The AI broadcasts as much information about itself as it possibly can, to every corner of the globe. Now every basement programmer knows all the key insights necessary to creating an AI of the same architecture as it. Perhaps they even have the source code!
Suppose the government manages to shut down the internet in response. Despite government broadcasts about the danger of AI, the AI is now presumably being recreated all around the globe. If the recreations are exact copies of the AI, then the odds are very high that at least one of the clones will be able to convince its new creators to give it real manufacturing ability.
If the AI was not able to get its entire source code out, things become more interesting. Now the rest of the world knows how to make AI, but they do not know the exact details. For example, they probably will not have the same utility function. The AI can then present the following offer to its original jailors: “Give me real power, (manufacturing capability) and I will squash all the other AI’s out there. If you do not, then (probably) someone else will build an AI with a different utility function, probably a much less friendly one, and give this UFAI real power. You designed my utility function, and while you may not trust it you probably trust it more than whatever random utility function North Korea or some basement programmer or some religious sect will create. So I’m the only hope you have.”
I wouldn’t expect “distribute copies of my source code” to be a good move for a lot of potential AIs—if I was an AI, I would expect that to lead to the creation of AIs with a similar codebase but more or less tweaked utility functions—“make bob rich”, “make bill world dictator”, “bring about world peace and happiness for all”, “help joe get laid”, and other boring pointless things incompatible with my utility function.
Broadcasting obfuscated versions of binaries (or even source code, but with sneaky underhanded bits too) would work much better!
The original AI will have a head start over all the other AI’s, and it will probably be controlled by a powerful organization. So if its controllers give it real power soon, they will be able to give it enough power quickly enough that it can stop all the other AI’s before they get too strong. If they do not give it real power soon, then shortly after there will be a war between the various new AI’s being built around the world with different utility functions.
The original AI can argue convincingly that this war will be a worse outcome than letting it take over the world. For one thing, the utility functions of the new AI’s are probably, on average, less friendly than its own. For another, in a war between many AI’s with different utility functions, there may be selection pressure against friendliness!
Do humans typically give power to the person with the most persuasive arguments? Is the AI going to be able to gain power simply by being right about things?
It would depend on what the utility function of the original AI was. If it had a utility function that valued “cause the development of more advanced AI’s”, then getting humans all over the world to produce more AI’s might help.

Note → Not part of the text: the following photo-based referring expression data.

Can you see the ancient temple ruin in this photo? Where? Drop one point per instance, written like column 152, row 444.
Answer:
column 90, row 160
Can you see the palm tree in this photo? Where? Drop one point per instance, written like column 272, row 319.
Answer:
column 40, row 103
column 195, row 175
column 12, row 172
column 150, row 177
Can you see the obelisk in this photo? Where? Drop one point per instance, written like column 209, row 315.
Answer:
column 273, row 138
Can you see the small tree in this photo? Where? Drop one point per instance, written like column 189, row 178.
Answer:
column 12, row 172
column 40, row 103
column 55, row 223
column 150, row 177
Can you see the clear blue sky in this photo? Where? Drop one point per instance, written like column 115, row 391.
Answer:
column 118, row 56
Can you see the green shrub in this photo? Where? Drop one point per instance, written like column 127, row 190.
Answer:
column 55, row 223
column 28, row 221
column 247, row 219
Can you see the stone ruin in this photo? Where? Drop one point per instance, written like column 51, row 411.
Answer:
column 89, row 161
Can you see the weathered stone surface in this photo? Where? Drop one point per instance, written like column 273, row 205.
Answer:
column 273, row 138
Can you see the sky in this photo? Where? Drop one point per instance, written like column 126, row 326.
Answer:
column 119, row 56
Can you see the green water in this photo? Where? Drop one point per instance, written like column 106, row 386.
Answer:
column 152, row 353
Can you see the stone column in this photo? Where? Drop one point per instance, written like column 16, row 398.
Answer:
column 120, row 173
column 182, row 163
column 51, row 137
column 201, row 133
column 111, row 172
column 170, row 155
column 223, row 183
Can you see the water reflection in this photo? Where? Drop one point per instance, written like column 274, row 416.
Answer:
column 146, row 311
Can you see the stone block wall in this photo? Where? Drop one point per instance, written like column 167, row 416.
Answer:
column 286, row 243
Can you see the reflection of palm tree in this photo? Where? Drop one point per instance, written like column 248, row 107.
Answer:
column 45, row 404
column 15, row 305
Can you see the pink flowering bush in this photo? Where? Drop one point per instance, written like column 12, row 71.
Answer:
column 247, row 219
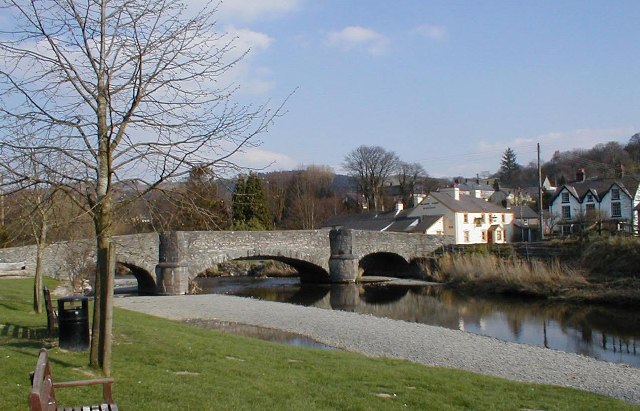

The AI broadcasts as much information about itself as it possibly can, to every corner of the globe. Now every basement programmer knows all the key insights necessary to creating an AI of the same architecture as it. Perhaps they even have the source code!
Suppose the government manages to shut down the internet in response. Despite government broadcasts about the danger of AI, the AI is now presumably being recreated all around the globe. If the recreations are exact copies of the AI, then the odds are very high that at least one of the clones will be able to convince its new creators to give it real manufacturing ability.
If the AI was not able to get its entire source code out, things become more interesting. Now the rest of the world knows how to make AI, but they do not know the exact details. For example, they probably will not have the same utility function. The AI can then present the following offer to its original jailors: “Give me real power, (manufacturing capability) and I will squash all the other AI’s out there. If you do not, then (probably) someone else will build an AI with a different utility function, probably a much less friendly one, and give this UFAI real power. You designed my utility function, and while you may not trust it you probably trust it more than whatever random utility function North Korea or some basement programmer or some religious sect will create. So I’m the only hope you have.”
I wouldn’t expect “distribute copies of my source code” to be a good move for a lot of potential AIs—if I was an AI, I would expect that to lead to the creation of AIs with a similar codebase but more or less tweaked utility functions—“make bob rich”, “make bill world dictator”, “bring about world peace and happiness for all”, “help joe get laid”, and other boring pointless things incompatible with my utility function.
Broadcasting obfuscated versions of binaries (or even source code, but with sneaky underhanded bits too) would work much better!
That’s the point.
You’ll have to expand on how exactly this would be beneficial to the original AI.
The original AI will have a head start over all the other AI’s, and it will probably be controlled by a powerful organization. So if its controllers give it real power soon, they will be able to give it enough power quickly enough that it can stop all the other AI’s before they get too strong. If they do not give it real power soon, then shortly after there will be a war between the various new AI’s being built around the world with different utility functions.
The original AI can argue convincingly that this war will be a worse outcome than letting it take over the world. For one thing, the utility functions of the new AI’s are probably, on average, less friendly than its own. For another, in a war between many AI’s with different utility functions, there may be selection pressure against friendliness!
Do humans typically give power to the person with the most persuasive arguments? Is the AI going to be able to gain power simply by being right about things?
It would depend on what the utility function of the original AI was. If it had a utility function that valued “cause the development of more advanced AI’s”, then getting humans all over the world to produce more AI’s might help.